# 2007 WineMaker International Amateur Wine Competition



## FentonCellars (Jan 18, 2007)

All -

In the Feb. - Mar. 2007, Vol. 10, No. 1 copy of WineMaker magazine, they promoted the 2007 WineMaker International Amateur Wine Competition! Deadlines for entries is March 30th. You need to submit two bottles of your wine with no label. All rules and regulations of this competition are in the magazine. 

All wine should be sent to Manchester Center, VT (my neck of the woods) for submission. Cost is $20 US/$25 Canadian. You can submit up to 15 entries!!

Again, check the magazine for full rules and regulations. I didn't include all of them here.

Good luck!
Eric


----------



## smurfe (Jan 18, 2007)

I would like to enter that competition but the entry fee is too high per entry. Add the shipping to it plus the loss of 2 bottles of wine, it adds up. I am not against wine competitions and would like to enter but I will limit myself to one competition, the Indy Wine Competition. I may change my mind though as I am easing up about my displeasure of Winemaker Magazine. I finally received my issue on time after 2 years. Guess I will see if that continues.

Smurfe


----------



## FentonCellars (Jan 18, 2007)

As you have read, I'm low on wine myself. With 6 or so bottles left, they are all mine (rather my wifes). With that said, I wanted to create a buzz about this to see if anyone is interested in doing this next year. I'm thinking of next year as my year for entry.


----------



## smurfe (Jan 18, 2007)

Yeah, it is fun to enter competitions. I just wish they weren't doing it to make money. That entry fee is high. I have entered quite a few and never paid over $10.00 an entry with the average of $5.00 an entry. I guess they consider this one prestigious since you will get listed in the magazine if you medal. They possibly have to pay their judges as well. Many comps have volunteer judges. I guess I am down on that fee because I would want to enter at least 10 wines and that would be a hit on entries.  

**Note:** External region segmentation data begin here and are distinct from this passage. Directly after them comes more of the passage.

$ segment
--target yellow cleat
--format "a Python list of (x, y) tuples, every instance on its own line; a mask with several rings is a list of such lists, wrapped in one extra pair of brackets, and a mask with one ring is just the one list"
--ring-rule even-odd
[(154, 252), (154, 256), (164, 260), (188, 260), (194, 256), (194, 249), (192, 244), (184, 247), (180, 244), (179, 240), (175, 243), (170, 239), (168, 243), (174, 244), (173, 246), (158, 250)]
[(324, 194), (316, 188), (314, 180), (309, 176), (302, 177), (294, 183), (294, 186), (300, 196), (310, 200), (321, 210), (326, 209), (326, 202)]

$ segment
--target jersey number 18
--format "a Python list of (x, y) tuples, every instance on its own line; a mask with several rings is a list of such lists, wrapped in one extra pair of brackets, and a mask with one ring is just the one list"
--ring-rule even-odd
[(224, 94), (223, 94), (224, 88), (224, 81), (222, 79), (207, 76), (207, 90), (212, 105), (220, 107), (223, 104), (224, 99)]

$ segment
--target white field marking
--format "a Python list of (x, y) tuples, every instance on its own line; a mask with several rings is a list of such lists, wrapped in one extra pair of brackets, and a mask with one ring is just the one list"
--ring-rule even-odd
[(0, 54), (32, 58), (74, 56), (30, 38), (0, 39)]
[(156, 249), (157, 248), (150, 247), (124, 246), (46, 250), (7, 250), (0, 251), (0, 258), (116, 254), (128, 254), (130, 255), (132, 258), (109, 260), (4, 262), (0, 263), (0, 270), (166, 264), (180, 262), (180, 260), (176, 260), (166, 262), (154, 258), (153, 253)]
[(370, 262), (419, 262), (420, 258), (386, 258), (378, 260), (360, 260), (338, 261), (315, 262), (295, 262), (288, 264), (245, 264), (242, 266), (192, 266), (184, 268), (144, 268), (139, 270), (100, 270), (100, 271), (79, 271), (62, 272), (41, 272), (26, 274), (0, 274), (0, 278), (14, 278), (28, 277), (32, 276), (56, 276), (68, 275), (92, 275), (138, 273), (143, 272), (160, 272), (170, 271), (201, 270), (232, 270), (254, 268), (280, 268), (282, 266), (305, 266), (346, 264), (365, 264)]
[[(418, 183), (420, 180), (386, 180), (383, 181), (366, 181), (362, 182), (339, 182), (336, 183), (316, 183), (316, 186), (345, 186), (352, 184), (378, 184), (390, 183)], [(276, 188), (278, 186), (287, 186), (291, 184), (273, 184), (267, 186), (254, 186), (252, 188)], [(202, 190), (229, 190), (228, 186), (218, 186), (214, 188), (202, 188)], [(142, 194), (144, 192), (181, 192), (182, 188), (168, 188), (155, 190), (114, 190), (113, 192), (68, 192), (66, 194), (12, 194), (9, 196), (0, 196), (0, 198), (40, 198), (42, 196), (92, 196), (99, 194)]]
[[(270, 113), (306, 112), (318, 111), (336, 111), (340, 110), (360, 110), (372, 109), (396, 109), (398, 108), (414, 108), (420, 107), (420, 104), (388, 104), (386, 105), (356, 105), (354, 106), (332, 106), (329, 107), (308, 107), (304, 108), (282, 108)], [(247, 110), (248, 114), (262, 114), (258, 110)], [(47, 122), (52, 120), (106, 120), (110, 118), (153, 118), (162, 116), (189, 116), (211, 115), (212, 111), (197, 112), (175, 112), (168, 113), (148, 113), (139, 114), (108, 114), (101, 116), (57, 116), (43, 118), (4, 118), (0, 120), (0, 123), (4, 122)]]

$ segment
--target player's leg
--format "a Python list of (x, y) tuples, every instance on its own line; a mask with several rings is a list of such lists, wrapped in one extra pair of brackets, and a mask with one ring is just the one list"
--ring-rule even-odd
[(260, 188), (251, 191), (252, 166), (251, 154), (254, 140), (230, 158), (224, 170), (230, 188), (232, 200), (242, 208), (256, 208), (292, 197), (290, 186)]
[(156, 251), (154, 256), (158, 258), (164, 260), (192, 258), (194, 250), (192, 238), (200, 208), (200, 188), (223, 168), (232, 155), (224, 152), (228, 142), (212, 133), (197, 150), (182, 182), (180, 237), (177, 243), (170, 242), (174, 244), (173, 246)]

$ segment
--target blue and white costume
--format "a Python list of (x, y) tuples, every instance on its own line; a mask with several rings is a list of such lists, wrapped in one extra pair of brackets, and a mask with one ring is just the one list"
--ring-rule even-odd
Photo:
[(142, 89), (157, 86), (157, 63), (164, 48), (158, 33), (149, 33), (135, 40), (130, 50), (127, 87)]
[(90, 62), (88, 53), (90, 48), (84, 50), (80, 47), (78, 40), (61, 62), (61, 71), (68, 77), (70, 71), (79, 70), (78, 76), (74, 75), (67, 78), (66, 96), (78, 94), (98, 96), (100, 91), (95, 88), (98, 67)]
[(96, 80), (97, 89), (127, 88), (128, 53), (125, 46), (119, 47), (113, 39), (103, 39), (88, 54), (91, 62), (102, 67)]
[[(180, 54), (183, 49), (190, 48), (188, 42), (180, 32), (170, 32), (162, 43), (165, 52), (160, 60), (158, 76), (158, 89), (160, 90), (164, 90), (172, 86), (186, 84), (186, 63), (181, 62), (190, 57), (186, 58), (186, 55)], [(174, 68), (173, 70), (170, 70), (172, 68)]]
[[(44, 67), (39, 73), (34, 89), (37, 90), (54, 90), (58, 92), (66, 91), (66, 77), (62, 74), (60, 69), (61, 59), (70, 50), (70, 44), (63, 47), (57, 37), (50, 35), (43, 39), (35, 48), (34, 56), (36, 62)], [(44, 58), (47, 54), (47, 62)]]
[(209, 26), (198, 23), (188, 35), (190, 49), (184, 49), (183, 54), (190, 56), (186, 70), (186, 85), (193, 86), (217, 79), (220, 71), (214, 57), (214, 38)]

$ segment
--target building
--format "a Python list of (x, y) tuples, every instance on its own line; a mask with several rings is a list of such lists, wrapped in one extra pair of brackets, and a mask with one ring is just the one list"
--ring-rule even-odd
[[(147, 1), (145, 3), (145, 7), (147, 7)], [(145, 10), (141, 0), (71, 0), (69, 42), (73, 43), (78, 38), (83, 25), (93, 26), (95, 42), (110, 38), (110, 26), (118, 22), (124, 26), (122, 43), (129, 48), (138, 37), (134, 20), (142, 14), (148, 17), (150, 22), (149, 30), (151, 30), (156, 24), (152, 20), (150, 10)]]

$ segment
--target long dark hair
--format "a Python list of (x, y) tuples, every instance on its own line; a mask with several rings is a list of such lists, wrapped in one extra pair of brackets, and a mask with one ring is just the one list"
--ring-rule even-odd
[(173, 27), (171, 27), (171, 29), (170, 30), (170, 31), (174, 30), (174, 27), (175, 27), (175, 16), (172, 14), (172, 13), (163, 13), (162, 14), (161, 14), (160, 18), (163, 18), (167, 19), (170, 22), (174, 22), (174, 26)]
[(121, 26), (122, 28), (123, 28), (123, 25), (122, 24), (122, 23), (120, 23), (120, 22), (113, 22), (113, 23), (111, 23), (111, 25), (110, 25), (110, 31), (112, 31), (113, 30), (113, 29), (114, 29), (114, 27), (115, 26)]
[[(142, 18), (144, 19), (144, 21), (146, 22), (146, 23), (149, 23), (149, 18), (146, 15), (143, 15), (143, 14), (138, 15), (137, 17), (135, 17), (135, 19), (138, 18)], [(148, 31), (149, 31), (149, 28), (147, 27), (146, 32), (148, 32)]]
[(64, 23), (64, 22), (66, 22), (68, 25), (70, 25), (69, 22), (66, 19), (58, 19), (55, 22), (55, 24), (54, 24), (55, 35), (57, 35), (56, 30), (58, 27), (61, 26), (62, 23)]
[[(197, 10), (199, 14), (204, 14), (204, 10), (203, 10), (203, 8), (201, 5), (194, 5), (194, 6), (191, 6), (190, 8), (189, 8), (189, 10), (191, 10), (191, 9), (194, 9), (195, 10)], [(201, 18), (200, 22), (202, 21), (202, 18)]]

Don't get me wrong, it is fun and it is an excellent way to get feedback on your wine making. I really would recommend that anyone who enters to wait until you have some wine that has aged appropriately such as at least 2 years for a red and a least a year for a white. I was talking to a judge once and he said that was the biggest mistake a winemaker can make. To get excited and enter a wine that isn't ready yet. 

Smurfe


----------



## smurfe (Jan 18, 2007)

Plus, you never know, I may spring for this one. Like I said, I just had issues with the magazine and their company. They couldn't get my magazine to me on time if even at all. I guess I can't blame them as the Post Office delivers but every other magazine I get comes on time. As I said, I actually got last issue a week before everyone else  Maybe they have redeemed themselves and I may place one entry.  

One point to add. Look around for local festivals, fairs, and club events to see if they have competitions. They are more fun and you can be there to watch judging. I enjoy those much more than the big ones. 

Smurfe


----------



## FentonCellars (Feb 22, 2007)

Did anyone do this event? I wanted to hear how it went from someone that submitted some wine. I'm also thinking once the weather is nice again (after we get rid of our 3 feet of snow here) that I'll take a ride in my Miata down to WineMaker mag. and talk to them. I'm interested in talking with them about holding a wine making certification class over a weekend possibly.


----------



## Goldry (May 3, 2007)

*Contest*

I would like to know if you were successful in scheduling a certification class. they are reight in my neighborhood. While waiting for the next Winemaker Magazine International event, which I have entered for the last two years, there is a big competition in Indiana that you can aim for this summer. Plus, there are a host of local competitions as others have pointed out.


----------



## wenrich (Nov 13, 2008)

I am curious about a winemaking certification class. Can you please describe what that is?


----------